Reprinted from Consortium News
Israeli author and human rights activist Jeff Halper who has challenged the Israeli practice of destroying Palestinian homes (usually for simply building after being denied a permit) attempts to answer the question why the world continues to accept such repeated brutalities perpetrated by the Israelis against a million-plus locked-down, very poor Palestinians.
Halper detects a quid pro quo, a violent marriage of convenience in which "Israel offers its expertise in helping governments pursue their various wars against the people and, in return, they permit it to expand its settlements and control throughout the Palestinian territory."
Halper's latest book, War Against the People: Israel, the Palestinians and Global Pacification, focuses on a "global Palestine," and "how Israel exports its Occupation -- its weaponry, its models and tactics of control and its security and surveillance systems, all developed and perfected on the Palestinians -- to countries around the world engaged in asymmetrical warfare, or domestic securitization, both forms of 'war against the people.'"
He contextualizes Israel's globalization of Palestine "within the capitalist world system. Inherently unequal, exploitative, violent and increasingly unsustainable, Capitalism must pursue innumerable wars against the people if it is to enforce its global hegemony. These are precisely the types of wars -- counterinsurgency, asymmetrical warfare, counter-terrorism, urban warfare and the overall securitization of societies, including those of the Global North -- in which Israel specializes."
Halper, whose activism also includes work for over a decade as a community organizer in the working-class Mizrahi (Middle Eastern) Jewish neighborhoods of Jerusalem, is a coordinator of the Wars Against the People project of The People Yes!

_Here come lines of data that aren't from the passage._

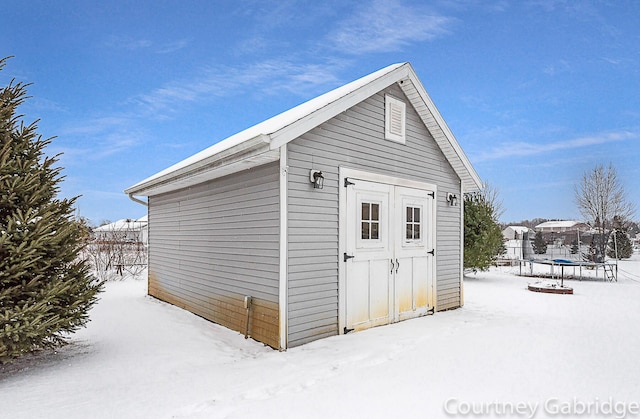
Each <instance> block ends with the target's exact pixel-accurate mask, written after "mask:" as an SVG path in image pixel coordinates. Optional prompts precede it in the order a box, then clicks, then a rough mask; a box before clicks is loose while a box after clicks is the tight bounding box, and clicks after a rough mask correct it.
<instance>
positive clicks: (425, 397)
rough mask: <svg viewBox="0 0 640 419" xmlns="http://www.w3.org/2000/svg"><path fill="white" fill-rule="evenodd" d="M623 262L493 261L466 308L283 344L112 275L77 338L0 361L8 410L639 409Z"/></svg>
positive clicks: (74, 338) (623, 264)
mask: <svg viewBox="0 0 640 419" xmlns="http://www.w3.org/2000/svg"><path fill="white" fill-rule="evenodd" d="M620 268H621V271H620V277H619V282H617V283H604V282H602V281H600V282H595V281H581V282H579V281H568V285H569V286H572V287H573V288H574V292H575V294H574V295H549V294H539V293H533V292H529V291H527V290H526V285H527V283H528V282H532V281H535V280H534V279H532V278H521V277H517V276H514V275H512V274H511V273H510V272H511V271H510V269H511V268H498V269H495V270H492V271H491V272H488V273H482V274H478V275H477V276H475V277H470V278H467V279H466V282H465V299H466V301H465V306H464V307H463V308H461V309H458V310H453V311H448V312H442V313H437V314H436V315H434V316H428V317H423V318H419V319H415V320H409V321H405V322H402V323H398V324H395V325H392V326H384V327H378V328H374V329H370V330H368V331H365V332H360V333H353V334H349V335H346V336H336V337H333V338H329V339H324V340H321V341H317V342H313V343H311V344H307V345H304V346H301V347H298V348H294V349H290V350H289V351H287V352H276V351H273V350H271V349H269V348H266V347H264V346H263V345H262V344H259V343H257V342H254V341H252V340H245V339H244V338H243V336H242V335H240V334H238V333H235V332H233V331H230V330H227V329H224V328H222V327H219V326H217V325H215V324H213V323H210V322H208V321H206V320H203V319H201V318H199V317H196V316H194V315H192V314H190V313H188V312H186V311H183V310H180V309H178V308H176V307H173V306H170V305H168V304H165V303H162V302H160V301H157V300H155V299H153V298H150V297H148V296H146V295H145V293H146V283H145V281H140V280H133V279H130V280H127V281H122V282H111V283H108V284H107V287H106V292H105V293H103V294H102V296H101V301H100V302H99V303H98V305H97V306H96V307H95V308H94V309H93V310H92V312H91V318H92V321H91V322H90V323H89V325H88V327H87V328H86V329H83V330H81V331H79V332H78V333H76V334H75V335H74V337H73V344H71V345H69V346H67V347H65V348H62V349H61V350H59V351H58V352H57V353H50V354H40V355H38V356H35V357H31V358H29V359H24V360H21V361H19V362H17V363H15V364H13V365H9V366H4V367H0V417H7V418H125V417H134V418H164V417H166V418H193V417H196V418H245V417H266V418H270V417H274V418H284V417H292V418H299V417H305V418H308V417H315V418H329V417H331V418H343V417H344V418H361V417H363V418H364V417H370V418H395V417H402V416H413V417H422V418H438V417H538V418H542V417H551V416H555V417H575V416H583V417H611V418H622V417H640V407H639V405H638V403H640V362H638V348H640V333H638V332H639V331H640V257H639V256H638V255H637V254H636V255H634V258H633V259H632V260H629V261H622V262H621V264H620ZM473 409H475V410H477V411H478V412H477V414H475V415H474V414H473V413H470V412H469V410H473ZM562 409H564V410H562ZM580 409H583V410H580ZM587 409H589V410H588V411H587ZM505 412H506V413H508V414H505ZM589 412H590V415H589V414H587V413H589ZM556 413H557V414H556Z"/></svg>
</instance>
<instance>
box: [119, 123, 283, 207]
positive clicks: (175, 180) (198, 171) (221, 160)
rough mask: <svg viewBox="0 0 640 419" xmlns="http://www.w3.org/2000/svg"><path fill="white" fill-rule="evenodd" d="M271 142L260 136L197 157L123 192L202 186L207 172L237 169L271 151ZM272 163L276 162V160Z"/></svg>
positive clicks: (129, 192) (163, 171) (265, 137)
mask: <svg viewBox="0 0 640 419" xmlns="http://www.w3.org/2000/svg"><path fill="white" fill-rule="evenodd" d="M269 142H270V138H269V136H268V135H264V134H261V135H258V136H256V137H254V138H252V139H250V140H247V141H244V142H241V143H239V144H235V145H233V146H231V147H227V148H224V149H222V150H220V151H217V152H215V153H212V154H211V155H209V156H207V157H204V158H202V159H197V158H195V157H196V156H199V155H200V153H198V154H196V155H194V156H192V157H190V158H188V159H185V160H183V161H181V162H179V163H177V164H175V165H173V166H171V167H169V168H167V169H165V170H163V171H161V172H159V173H157V174H155V175H153V176H151V177H149V178H147V179H145V180H143V181H141V182H139V183H137V184H135V185H134V186H132V187H130V188H128V189H125V191H124V192H125V193H126V194H128V195H141V196H149V195H151V194H154V195H155V194H157V193H161V192H158V190H163V191H168V190H175V189H179V188H183V187H186V186H191V185H194V184H196V183H200V182H202V178H203V172H205V171H211V170H213V169H214V168H222V167H232V166H233V167H235V166H237V163H241V162H242V160H245V159H247V158H249V157H254V158H255V157H257V156H258V155H259V154H263V153H266V152H268V151H270V149H269ZM210 149H211V148H210ZM210 149H207V150H205V151H209V150H210ZM271 160H272V161H275V160H277V159H271ZM249 166H250V164H249ZM230 173H231V172H230ZM225 174H229V173H225ZM205 177H206V176H205ZM215 177H219V175H218V176H215V175H214V176H213V177H211V178H215ZM204 180H209V178H205V179H204ZM173 183H176V184H179V185H176V186H177V187H173V186H172V184H173ZM152 191H153V192H152Z"/></svg>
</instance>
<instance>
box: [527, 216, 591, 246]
mask: <svg viewBox="0 0 640 419" xmlns="http://www.w3.org/2000/svg"><path fill="white" fill-rule="evenodd" d="M535 230H536V232H538V231H539V232H541V233H542V237H544V239H545V240H546V241H547V242H549V243H554V244H560V245H563V244H564V245H570V244H572V243H573V242H574V241H575V242H576V243H577V241H578V237H584V236H586V235H587V234H590V233H591V227H590V226H589V225H588V224H586V223H583V222H581V221H575V220H557V221H547V222H544V223H541V224H538V225H537V226H535ZM580 241H583V240H582V239H580Z"/></svg>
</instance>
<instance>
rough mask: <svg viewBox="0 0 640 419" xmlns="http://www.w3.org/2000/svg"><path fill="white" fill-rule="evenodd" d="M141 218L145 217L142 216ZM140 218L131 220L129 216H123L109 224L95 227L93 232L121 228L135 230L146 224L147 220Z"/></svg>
mask: <svg viewBox="0 0 640 419" xmlns="http://www.w3.org/2000/svg"><path fill="white" fill-rule="evenodd" d="M142 218H146V216H145V217H142ZM142 218H140V219H138V220H133V219H131V218H123V219H121V220H118V221H114V222H113V223H110V224H105V225H103V226H100V227H96V228H94V229H93V231H94V232H103V231H123V230H137V229H140V228H143V227H145V226H146V225H147V220H146V219H145V220H142Z"/></svg>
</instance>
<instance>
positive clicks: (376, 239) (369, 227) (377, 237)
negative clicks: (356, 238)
mask: <svg viewBox="0 0 640 419" xmlns="http://www.w3.org/2000/svg"><path fill="white" fill-rule="evenodd" d="M361 216H362V222H361V233H360V234H361V236H360V237H362V239H363V240H378V239H379V238H380V204H374V203H372V202H363V203H362V212H361Z"/></svg>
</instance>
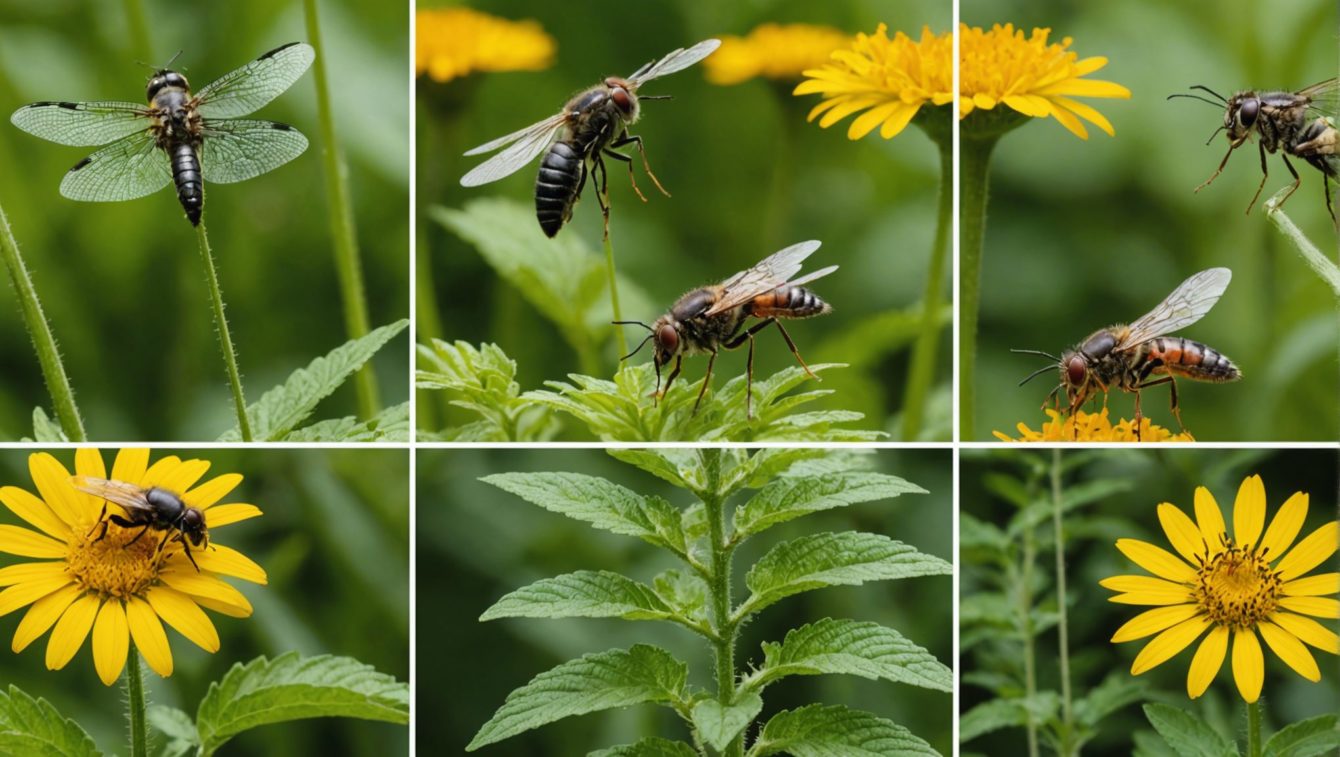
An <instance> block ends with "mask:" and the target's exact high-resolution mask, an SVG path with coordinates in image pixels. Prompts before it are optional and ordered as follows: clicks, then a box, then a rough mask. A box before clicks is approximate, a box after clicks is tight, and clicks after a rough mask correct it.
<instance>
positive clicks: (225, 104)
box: [9, 42, 315, 225]
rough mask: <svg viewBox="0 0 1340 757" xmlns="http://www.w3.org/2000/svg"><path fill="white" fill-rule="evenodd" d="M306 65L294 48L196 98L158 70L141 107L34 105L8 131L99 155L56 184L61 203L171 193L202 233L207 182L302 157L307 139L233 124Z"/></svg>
mask: <svg viewBox="0 0 1340 757" xmlns="http://www.w3.org/2000/svg"><path fill="white" fill-rule="evenodd" d="M314 58H315V52H314V51H312V48H311V46H308V44H304V43H300V42H292V43H288V44H285V46H283V47H277V48H275V50H272V51H269V52H267V54H265V55H261V56H260V58H257V59H256V60H252V62H251V63H248V64H247V66H243V67H241V68H237V70H236V71H233V72H230V74H225V75H224V76H221V78H220V79H217V80H214V82H213V83H210V84H209V86H206V87H205V88H202V90H200V91H198V92H196V94H194V95H192V94H190V84H189V83H188V82H186V78H185V76H182V75H181V74H180V72H177V71H170V70H167V68H161V70H158V71H155V72H154V75H153V76H151V78H150V79H149V86H147V87H146V90H145V95H146V98H147V100H149V105H147V106H138V105H135V103H127V102H83V103H80V102H39V103H32V105H25V106H23V107H20V109H19V110H16V111H13V115H12V117H9V121H12V122H13V125H15V126H17V127H19V129H23V130H24V131H27V133H29V134H34V135H36V137H42V138H43V139H50V141H52V142H58V143H60V145H74V146H95V145H106V147H103V149H100V150H98V151H96V153H94V154H91V155H88V157H87V158H84V159H82V161H79V162H78V163H75V166H74V167H72V169H70V171H68V173H66V178H64V180H62V181H60V194H63V196H64V197H68V198H70V200H82V201H84V202H115V201H121V200H134V198H137V197H143V196H146V194H153V193H154V192H158V190H159V189H162V188H163V186H165V185H167V184H176V186H177V200H180V201H181V206H182V209H184V210H185V212H186V218H189V220H190V222H192V225H200V213H201V210H202V209H204V204H205V193H204V182H205V181H209V182H217V184H232V182H237V181H245V180H248V178H253V177H257V176H260V174H263V173H265V171H269V170H273V169H276V167H279V166H281V165H284V163H287V162H288V161H292V159H293V158H296V157H297V155H300V154H303V150H306V149H307V138H306V137H303V134H302V133H300V131H297V130H296V129H293V127H292V126H288V125H287V123H277V122H273V121H253V119H239V118H237V117H241V115H247V114H249V113H252V111H255V110H257V109H260V107H261V106H264V105H265V103H268V102H269V100H272V99H275V98H276V96H279V95H280V94H281V92H283V91H284V90H287V88H288V87H289V86H291V84H292V83H293V82H296V80H297V78H299V76H302V75H303V72H304V71H307V67H308V66H311V63H312V59H314ZM170 64H172V62H169V66H170Z"/></svg>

Network; he has served as the Chairman of the Israeli Committee for Ethiopian Jews; he was an active participant in the first attempt of the Free Gaza Movement to break Israel's crippling economic siege on the Gaza Strip by sailing into Gaza in 2008; he's an active member of the international support committee of the Bertrand Russell Tribunal on Palestine; and he was nominated by the American Friends Service Committee for the 2006 Nobel Peace Prize, together with the Palestinian intellectual and activist Ghassan Andoni.
Halper spoke recently with Dennis J Bernstein.
DB: Let's talk a little bit about house demolitions, before we get into this book and what you're talking about in terms of the way in which Israel perfects and then exports oppression. Talk a little bit about your work with the houses.
JH: Well, I'm an Israeli activist. I grew up in the States, actually, in Minnesota, but I've lived in Israel now for more than 40 years. I've been involved all those years with the Israeli peace movement. And for the last 20 years I've been the head of the Israeli Committee Against House Demolitions, as you mentioned. We call ourselves ICAHD.
And that's a political organization that's trying to fight the Israeli occupation, and achieve a just peace between Israelis and Palestinians. But [we also operate] in order to give people an idea of what occupation means, which is kind of an abstract term sometimes, and how it works, and what Israel's intentions are.
Now, as an anthropologist, I tried to read political intentions from what the powers are doing on the ground, not from what they're saying. We took the issue of house demolitions as our focal point. Israel has demolished 47,000 Palestinian homes in the occupied territories since 1967, since the occupation began. [T]hat's on the background of about 60,000 homes that were demolished in 1948, in what the Palestinians call the Nakba. Thousands and more are demolished inside Israel all the time, of Israeli citizens, all of whom are Arabs. For example, there is one Bedouin community in the Negev that's been demolished now 90 times, and rebuilt.
DB: Same community.
JH: The same community. And we've all gone out and rebuilt with them, and it's been re-demolished. Because they want to build a military settlement on top. And this is inside Israel. And a lot of these Bedouin men serve in the Israeli army. So one of the points of house demolitions is that we can't really separate the occupation from Israel itself.
We think the two-state solution is gone, it's over. And basically Israel has created already one state which is an apartheid state. I mean, there's only one government, one army, one water system, one currency between the Mediterranean and the Jordan River, in the entire country. We don't even call the occupied territories, "occupied," we call them Judea and Samaria. Jerusalem, East Jerusalem, the Palestinian side has been annexed.
So there is one country today. And what the house demolition issue shows is that, yes, in fact Israel is still demolishing homes, still ethnically cleansing the Palestinian population, after 70 years. And so what we do is we ... first of all, we resist demolitions. I get in front of bulldozers, we resist. We also rebuild homes. We built 189 homes, which takes quite a bit of resources, activists coming from all over the world.
So if you think of it in political terms, 189 political acts of resistance, of Israelis and Palestinians, and Internationals together. I think that is meaningful. And then we take what we learn on the ground, our analysis is genuinely grounded, and we go abroad, like I am now here in the Bay Area, to try to work with the activists. First of all, to update them on what's happening and to give them focus.